Im Schuhladen ist sie nicht. Der Verkäufer fängt mich an der Treppe ab, bietet seine Hilfe an. «Ich suche meine Frau», gestehe ich. Das klingt richtig gut: meine Frau. Nicht so banal wie «meine Freundin», sondern erwachsen, ernsthaft und seriös. «Wenn Ihre Frau oben und hier unten nicht ist», beginnt der Verkäufer. – «Ist sie nicht in diesem Laden», ergänze ich. Ich bin der schlauste Mensch der Welt. Es erfolgt eine knappe Verabschiedung und ich bin wieder draußen, an der Hauptstraße, wo gerade ein Porsche-SUV vorbeirauscht, über die rote Ampel gleitet und schwungvoll abbiegt. Aus dem Auspuff fliegen Geldscheine. Ich biege auch ab. Dort steht sie: meine Frau.
Flitterwochen am Tegernsee – das war nicht unbedingt die erste Idee, die wir hatten. Eher Peru oder eine Weltreise, irgendein aufregender Trip ans Ende der Welt. Stattdessen nun also Tegernsee in Bayern. Im Corona-Land. Anreise mit dem ICE, genauer: mit der Stadtbahn, mit dem ICE, mit der BOB, mit dem Bus und zu Fuß. Und doch ging alles schneller, als wenn wir mit dem Auto gefahren wären. Wir haben halt gar kein Auto.

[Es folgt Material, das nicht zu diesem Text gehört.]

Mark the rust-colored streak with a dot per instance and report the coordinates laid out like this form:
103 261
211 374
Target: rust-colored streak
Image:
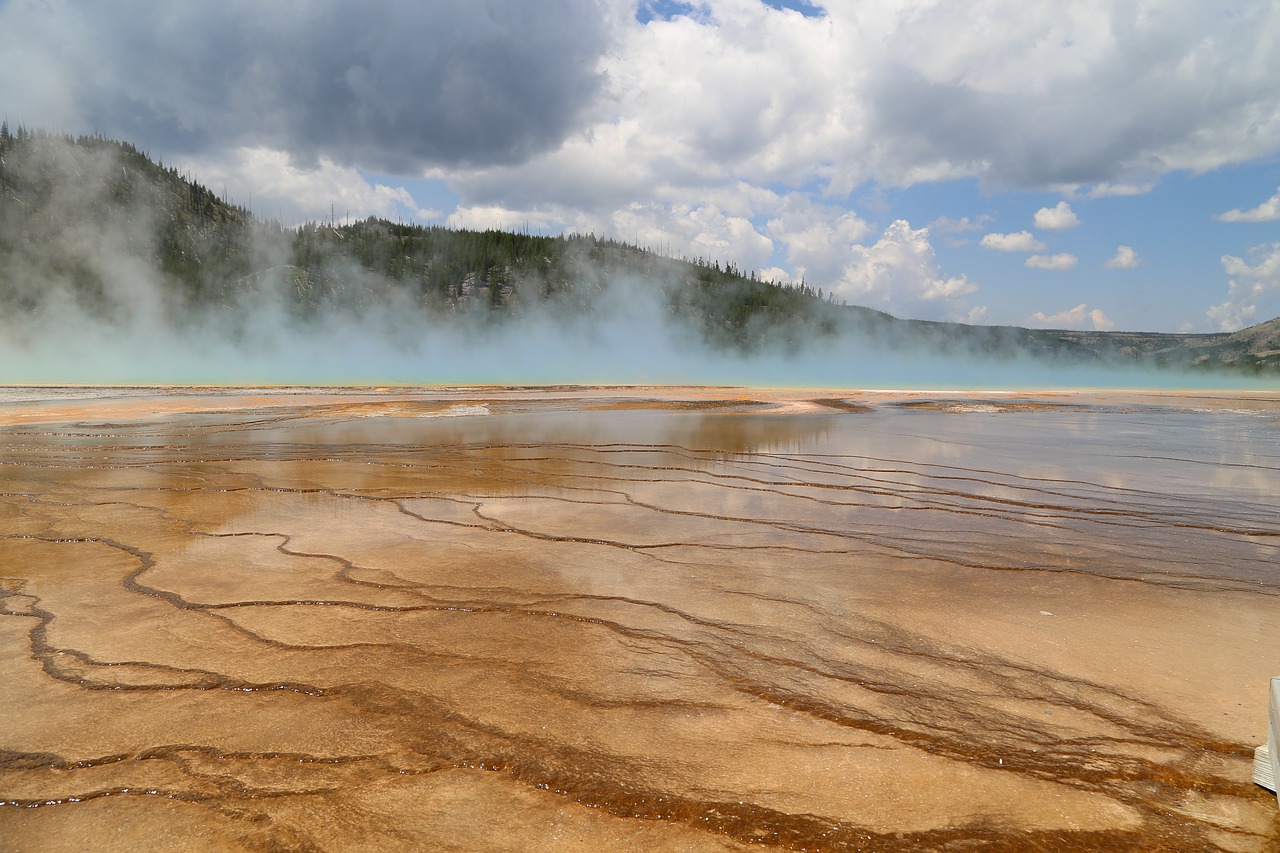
635 619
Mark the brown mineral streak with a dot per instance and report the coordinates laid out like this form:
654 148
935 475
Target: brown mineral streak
662 619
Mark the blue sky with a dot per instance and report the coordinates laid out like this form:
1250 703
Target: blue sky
1065 165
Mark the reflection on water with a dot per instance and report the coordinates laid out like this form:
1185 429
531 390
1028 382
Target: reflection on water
556 621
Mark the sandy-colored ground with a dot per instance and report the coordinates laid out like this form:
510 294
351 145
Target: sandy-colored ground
635 619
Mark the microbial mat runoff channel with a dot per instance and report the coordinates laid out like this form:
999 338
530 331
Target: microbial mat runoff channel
635 619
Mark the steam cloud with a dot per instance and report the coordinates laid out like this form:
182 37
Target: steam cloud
90 304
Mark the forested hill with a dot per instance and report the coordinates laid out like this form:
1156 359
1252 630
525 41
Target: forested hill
83 219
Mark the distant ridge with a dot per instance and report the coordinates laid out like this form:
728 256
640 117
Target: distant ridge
71 208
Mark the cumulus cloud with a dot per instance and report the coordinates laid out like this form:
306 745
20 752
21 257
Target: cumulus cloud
1056 218
1061 261
1077 94
393 86
1125 258
949 226
900 274
1119 190
1253 288
1023 241
1078 318
1267 211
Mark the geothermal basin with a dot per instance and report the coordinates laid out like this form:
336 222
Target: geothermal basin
659 619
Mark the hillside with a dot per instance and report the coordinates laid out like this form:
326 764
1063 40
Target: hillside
82 220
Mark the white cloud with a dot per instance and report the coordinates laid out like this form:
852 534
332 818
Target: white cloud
1253 290
949 226
1112 190
1057 218
900 273
1078 318
1061 261
1267 211
1125 258
1023 241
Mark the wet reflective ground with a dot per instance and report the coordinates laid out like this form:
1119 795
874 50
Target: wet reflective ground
635 619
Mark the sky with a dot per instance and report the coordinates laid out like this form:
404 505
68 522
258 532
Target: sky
1107 164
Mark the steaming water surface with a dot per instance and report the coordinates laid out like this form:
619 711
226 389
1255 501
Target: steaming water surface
635 619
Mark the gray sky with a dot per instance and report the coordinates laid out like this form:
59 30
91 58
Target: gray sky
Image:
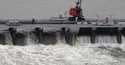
48 8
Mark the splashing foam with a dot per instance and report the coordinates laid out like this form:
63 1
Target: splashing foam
60 54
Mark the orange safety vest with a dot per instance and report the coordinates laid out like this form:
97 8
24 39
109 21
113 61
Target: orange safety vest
73 12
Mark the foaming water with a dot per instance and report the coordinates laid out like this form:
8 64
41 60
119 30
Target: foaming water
60 54
83 53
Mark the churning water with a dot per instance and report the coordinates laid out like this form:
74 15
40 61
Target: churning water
83 53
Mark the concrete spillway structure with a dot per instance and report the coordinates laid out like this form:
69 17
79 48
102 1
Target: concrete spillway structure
69 28
45 30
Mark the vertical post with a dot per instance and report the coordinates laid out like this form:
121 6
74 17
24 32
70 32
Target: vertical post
39 34
13 35
119 36
93 35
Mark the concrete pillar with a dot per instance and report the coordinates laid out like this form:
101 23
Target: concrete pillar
92 36
12 32
39 34
119 36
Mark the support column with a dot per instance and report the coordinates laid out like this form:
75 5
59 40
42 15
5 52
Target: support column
12 32
39 33
93 35
119 36
69 36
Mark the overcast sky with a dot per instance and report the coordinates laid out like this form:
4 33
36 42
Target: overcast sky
47 8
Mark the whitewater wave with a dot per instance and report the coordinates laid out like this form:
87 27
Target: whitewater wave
59 54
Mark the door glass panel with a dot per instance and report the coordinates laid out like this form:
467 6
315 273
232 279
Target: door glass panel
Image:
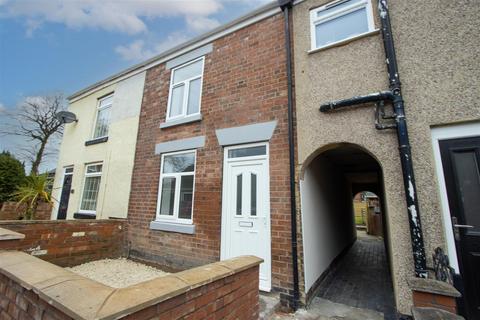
247 152
253 194
168 196
186 197
90 193
468 182
239 195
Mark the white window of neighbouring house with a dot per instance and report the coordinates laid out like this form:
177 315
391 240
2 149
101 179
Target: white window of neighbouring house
339 21
91 186
177 181
103 117
185 90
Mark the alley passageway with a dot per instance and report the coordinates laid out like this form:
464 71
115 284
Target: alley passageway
362 278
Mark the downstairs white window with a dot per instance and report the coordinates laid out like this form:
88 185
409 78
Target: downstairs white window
177 181
340 20
91 186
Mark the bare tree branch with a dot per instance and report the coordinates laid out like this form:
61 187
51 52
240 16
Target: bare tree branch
35 120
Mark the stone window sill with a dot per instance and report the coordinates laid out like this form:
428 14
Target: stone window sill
189 119
172 227
343 42
95 141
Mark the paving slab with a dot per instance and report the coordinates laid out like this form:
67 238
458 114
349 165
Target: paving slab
269 303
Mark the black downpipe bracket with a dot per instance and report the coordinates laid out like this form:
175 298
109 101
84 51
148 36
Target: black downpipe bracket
285 5
394 95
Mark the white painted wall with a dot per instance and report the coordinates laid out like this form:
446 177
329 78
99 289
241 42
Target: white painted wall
327 218
117 154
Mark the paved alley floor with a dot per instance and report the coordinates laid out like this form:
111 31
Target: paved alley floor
360 287
362 278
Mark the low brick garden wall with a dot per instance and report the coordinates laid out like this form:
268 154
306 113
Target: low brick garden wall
31 288
12 211
68 242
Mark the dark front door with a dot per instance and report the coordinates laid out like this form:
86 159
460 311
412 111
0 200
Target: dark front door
461 166
63 206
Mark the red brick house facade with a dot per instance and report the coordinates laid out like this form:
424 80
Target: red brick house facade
244 83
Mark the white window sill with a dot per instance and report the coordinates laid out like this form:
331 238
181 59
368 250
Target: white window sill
345 41
176 122
172 227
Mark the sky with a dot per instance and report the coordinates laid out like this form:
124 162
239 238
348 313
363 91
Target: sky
62 46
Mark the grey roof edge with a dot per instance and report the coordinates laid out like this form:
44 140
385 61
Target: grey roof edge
252 14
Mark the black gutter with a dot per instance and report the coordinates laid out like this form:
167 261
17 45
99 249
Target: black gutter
374 97
285 5
395 97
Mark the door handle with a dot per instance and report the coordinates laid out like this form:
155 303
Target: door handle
463 226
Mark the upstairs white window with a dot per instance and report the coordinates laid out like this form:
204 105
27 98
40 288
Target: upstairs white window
175 198
91 186
103 117
339 21
185 90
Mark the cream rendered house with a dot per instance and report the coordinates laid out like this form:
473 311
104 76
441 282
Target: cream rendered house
97 152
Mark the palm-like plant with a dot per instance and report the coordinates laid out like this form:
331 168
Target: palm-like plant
32 193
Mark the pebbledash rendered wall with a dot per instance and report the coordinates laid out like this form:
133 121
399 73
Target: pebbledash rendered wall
116 154
244 83
437 52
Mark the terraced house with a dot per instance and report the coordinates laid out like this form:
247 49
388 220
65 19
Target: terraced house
237 143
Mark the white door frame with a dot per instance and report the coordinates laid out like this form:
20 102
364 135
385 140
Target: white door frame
56 207
226 162
445 133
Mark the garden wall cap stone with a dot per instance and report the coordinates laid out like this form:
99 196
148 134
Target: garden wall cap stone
434 314
82 298
6 234
433 286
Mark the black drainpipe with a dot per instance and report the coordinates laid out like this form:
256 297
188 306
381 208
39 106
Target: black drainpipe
285 5
394 95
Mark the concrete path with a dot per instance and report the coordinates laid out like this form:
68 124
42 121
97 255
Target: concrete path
360 287
322 309
362 278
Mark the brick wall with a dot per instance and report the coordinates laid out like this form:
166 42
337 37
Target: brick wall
234 297
226 293
16 302
68 242
12 211
244 82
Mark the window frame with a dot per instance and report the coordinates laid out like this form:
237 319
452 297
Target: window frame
186 90
85 176
176 202
100 108
314 21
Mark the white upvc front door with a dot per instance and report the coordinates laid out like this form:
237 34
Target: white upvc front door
246 206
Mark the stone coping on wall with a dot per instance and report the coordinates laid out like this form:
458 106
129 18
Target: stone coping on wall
6 234
20 222
82 298
433 286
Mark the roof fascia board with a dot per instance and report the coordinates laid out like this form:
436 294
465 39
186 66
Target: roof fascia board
242 22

Unser temporäres Zuhause liegt hinter der Agip-Tankstelle, im Ledererhof in Rottach-Egern (Website). Zimmer #7 ist unseres, bestimmt das beste Zimmer des Hauses. Der Balkon schmiegt sich in L-Form um unser Apartment: Ich kann im Schlafzimmer herausgehen und gelange um die Ecke zum Wohnzimmer. Das beeindruckt mich viel zu sehr – ebenso der Blick nach hinten raus, denn dort steht der Wallberg (1722 m). Am Morgen liegt er in dichten Nebel gehüllt, als hätte er ein Geheimnis zu bewahren. Wir werden es ihm entlocken, indem wir die Seilbahn nehmen und zum Gipfel fahren.
Nicht weit von unserem Hotel entfernt hat mein Opa Urlaub gemacht. Im Dezember 2018 bezog er eine Blockhütte an der Rottach. In einer Gaststätte ist er abends offenbar gestürzt; er kam ins Krankenhaus in Agatharied, wo er einige Tage später verstarb. Es ist ein wenig seltsam, als wir zufällig an genau dieser Hütte vorbeikommen. Und die Rottach plätschert, als wäre nie etwas gewesen.

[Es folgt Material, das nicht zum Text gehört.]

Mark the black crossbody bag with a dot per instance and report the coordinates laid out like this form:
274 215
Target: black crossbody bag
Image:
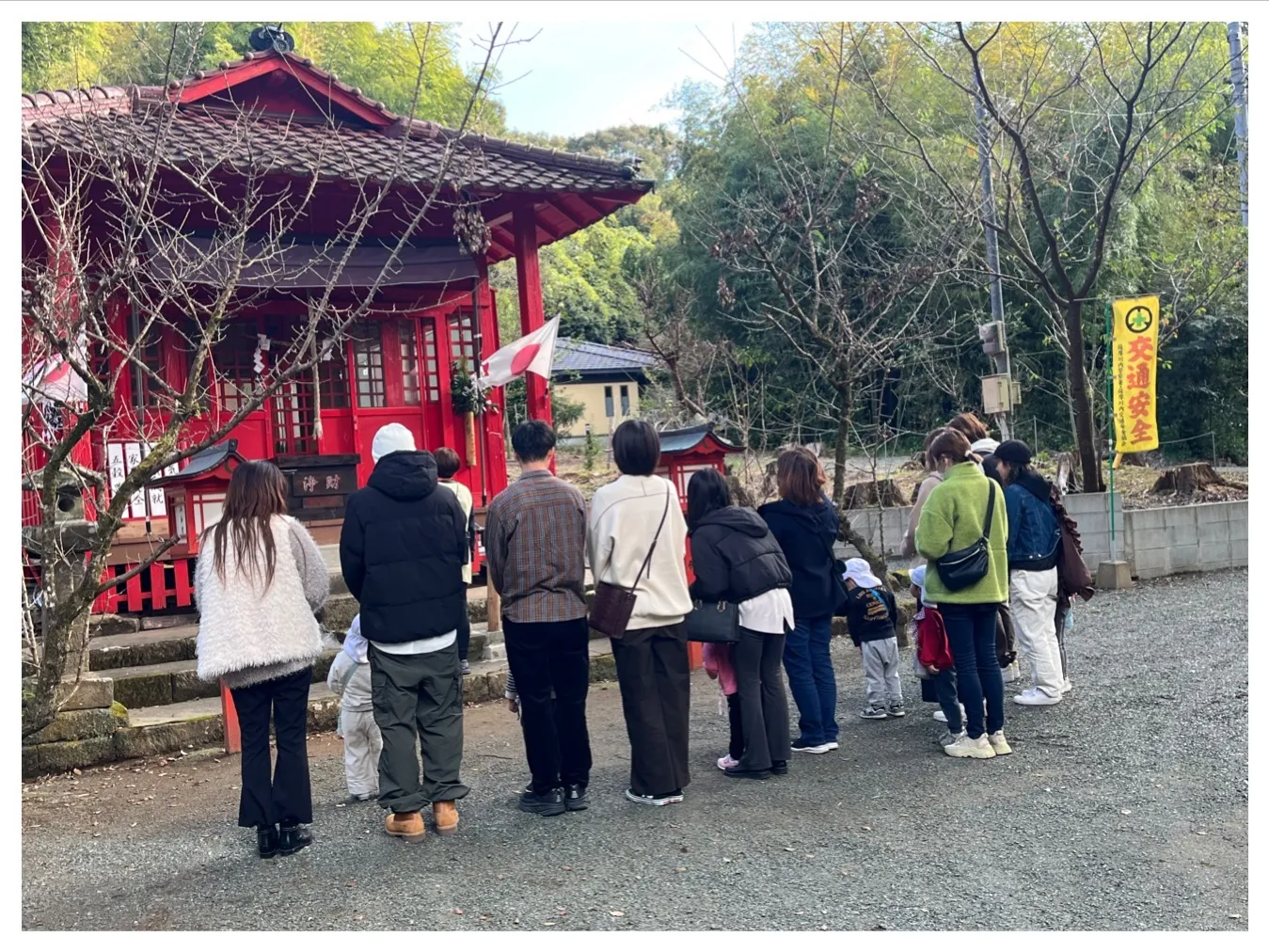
968 566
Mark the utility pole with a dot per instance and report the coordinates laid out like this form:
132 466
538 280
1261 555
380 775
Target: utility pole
1240 109
993 341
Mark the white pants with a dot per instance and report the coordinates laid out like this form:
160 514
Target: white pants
880 672
1033 600
362 747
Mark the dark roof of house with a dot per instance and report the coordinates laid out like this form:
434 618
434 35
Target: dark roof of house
586 358
690 436
384 146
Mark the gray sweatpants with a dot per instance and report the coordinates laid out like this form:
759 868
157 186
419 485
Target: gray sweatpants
880 672
419 708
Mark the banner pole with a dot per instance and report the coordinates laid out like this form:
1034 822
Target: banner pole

Auf dem Parkplatz kommt uns Flocke entgegen, traut sich erst nicht, dann aber doch. Die Neugier siegt. Flocke ist ein Chihuahua – schneeweiß, heute aber etwas gräulich. Nach anfänglichem Zögern lässt sich Flocke den Kopf und Nacken kraulen. Ein Vergnügen für uns und das Hündchen. Wir sind traurig, als Flocke abreist.
Jeden Morgen gehen wir rüber zum Frühstücksraum, müssen dort am Eingang warten, die Coronaregeln wollen es so. Zuvor mussten wir uns für einen Zeit-Slot entscheiden: 10:15 Uhr, denn wir haben Urlaub, wir möchten gemütlich ausschlafen. So kommt es, dass wir immer die letzten Gäste sind, die dort sitzen und köstlichen Kaffee trinken und perfekt gekochte Eier essen. Ein Büfett gibt es wegen Corona nicht, stattdessen wird das Frühstück an den Tisch gebracht, ebenso unsere kulinarischen Sonderwünsche. Wunderbar.
In Rottach-Egern laufen Leute herum, denen ihr Kontostand auf den ersten Blick anzusehen ist. Es sind viele Steppjacken und Steppwesten zu sehen. Sowie viele kleine Hunde (in Steppjacken). In Tegernsee (dem Ort) sind auch herkömmliche Menschen zu sehen, jedenfalls mehr von ihnen. Dort essen wir in einem italienischen Feinkostladen namens Valeri zu Mittag: Lasagne und Antipasti. Lecker und angenehm ist es dort, denn die Betreiber sind lieb und nett und sprechen offenbar kaum Deutsch. Ich höre mich die Bestellung auf «Italienisch» säuseln, fast wie in einem richtigen Urlaub! Nebenan ist ein altmodisches Café, das Lengmüller, dort essen wir Kuchen und trinken Kaffee. Das Café wäre durch den Hintereingang zu verlassen, Corona ist der Grund. Doch es ist wie eine Zeitreise und alles dauert erstaunlich lange. Die Zeit steht schließlich still, sie endet hier.